Interested in building and managing platforms at massive scale that enable billions of dollars of revenue? Does living in Kubernetes world, running 100s of Kubernetes clusters that scale over 1000+ nodes sound like a fun challenge? Intuit is seeking a Platform Site Reliability Engineer (SRE) for its Modern SaaS platform that powers TurboTax, Quickbooks and Mint. Platform SREs operate right at the intersection of Software Engineering and Infrastructure Engineering to build and operate large scale systems that are secure, fault-tolerant, highly available, affordable, and scalable. Using industry best practices, tools, and principles from software engineering, architecture, and security to build them into our software tools to solve operations problems.
What you'll bring
- Bachelor's degree in Computer Science (or related technical field involving programming), or equivalent work experience
- Expertise with building, upgrading and managing Kubernetes clusters
How you will lead
- Design and develop observability components for massive scale platforms, in order to detect issues quickly and isolate the problem as part of fast recovery.
- Build tools to enable platform consumers to troubleshoot and triage issues in a self-serve mode.
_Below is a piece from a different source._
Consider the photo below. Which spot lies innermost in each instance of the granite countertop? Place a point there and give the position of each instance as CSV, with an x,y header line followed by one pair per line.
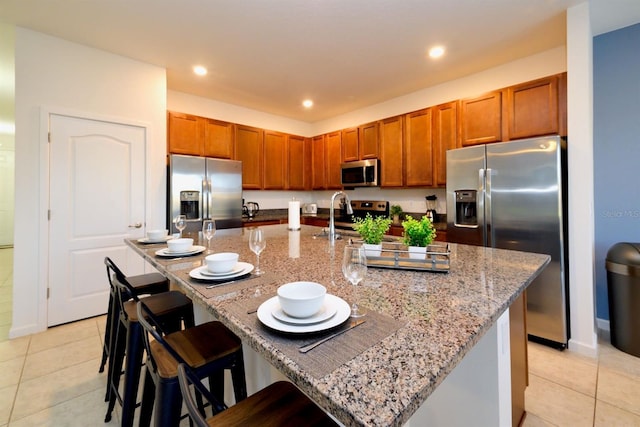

- Enable progressive rollout for platform changes via canary deployment and auto-rollbacks based on platform health.
- Conduct the performance testing for the platform, focusing on responsiveness and optimal resource usage.
- Contribute to FMEA (Failure Mode Effective Analysis) and Chaos Engineering for critical platform components, identifying resiliency gaps and preparing the team for faster recovery from production incidents.
- Contribute to the cost and capacity management for various platform components, uncovering cost saving opportunities and automation to enforce them.
- Troubleshooting complex issues, and managing stakeholders expectations during incidents while troubleshooting.
- Contribute to open-source projects (Kubernetes, Keiko, Argo etc.)
- Participate in 12/7 oncall rotations along with dev team
- Supporting and coaching other engineers, pair programming or peer reviewing code, helping to ensure that all engineers are growing and part of a community
- Drive and own Root Cause Analysis (RCA) for specific applications.